14 Haziran 1934’te uygulamaya konulup 2006 yılına kadar yürürlükte kalan Mecburi İskan Kanunu’nun neden olduğu zorunlu göçler, Göç Edenler Sosyal Yardımlaşma ve Kültür Derneği (Göç-Der) tarafından bu yıl da Galatasaray Lisesi önünde protesto edildi.
Göç-Der adına açıklama yapan dernek eş başkanı Abdullah Geldi, yeni kurulacak hükümetin, yerinden edilmiş kişilerin maddi ve manevi tazminatlarını karşılaması gerektiğini söyledi: “Köye dönmek için yasal güvence istiyoruz”.
Kurulacak yeni hükümete çağrı
Göç-Der yeni kurulacak hükümete, Suriye’deki iç savaşa müdahil olmaktan vazgeçme ve mültecilere sınırları açma, Kürt sorunun çözümü için müzakere sürecini başlatma, faili meçhul cinayetlerin aydınlatılması için etkili soruşturmalar yapma ve zorla yerinden edilmiş kişilere maddi manevi tazminat ödeme çağrısı yaptı.
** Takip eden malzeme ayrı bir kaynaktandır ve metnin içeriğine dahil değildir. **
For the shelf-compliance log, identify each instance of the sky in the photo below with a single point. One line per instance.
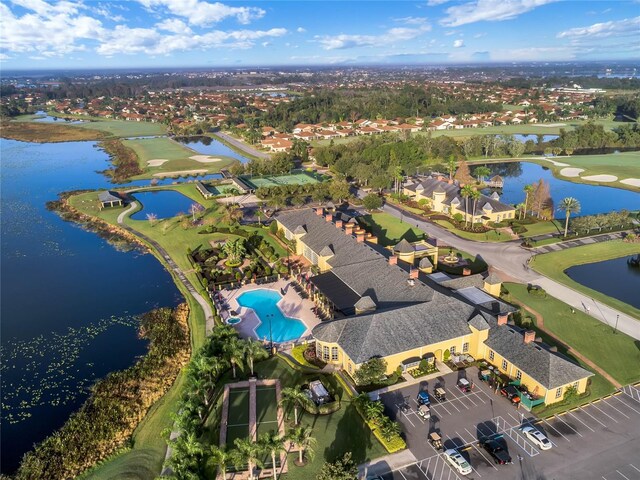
(41, 34)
Dernek ayrıca HES ve baraj yapımlarıyla birlikte kentsel dönüşüm projelerinin de yeni zorla yerinden edilmelere yol açacağını belirtti ve bu projelerin durdurulması talep etti.
90’lı yıllarda üç milyon kişi yerinden edildi
Açıklamada yerinden edilme süreci şöyle anlatıldı: “1980 askeri darbesi ile başlayan ve 1987 Olağan Üstü Hal Yasası ile devam eden insan hak ve özgürlüklerini askıya alan uygulamalar Kürdistan’da aralıksız olarak sürdürüldü. 90’lı yıllar boyunca bine yakın yerleşim birimi zorla boşaltıldı ve üç milyon kişi yerinden edildi”. *
Köy ve mezraların zorla boşaltılması sürecinde insan haklarının ihlal edildiğini söyleyen Geldi, “Göç etmek zorunda kalan kişiler kendi kaderleri ile başbaşa bırakıldı. Onarılması mümkün olmayan pek çok hak kaybı yaşandı ve bölgenin kültürel dokusu derinden etkilendi. Göç eden insanlar gittikleri yerlerde birçok ayrımcılığa maruz kaldı.”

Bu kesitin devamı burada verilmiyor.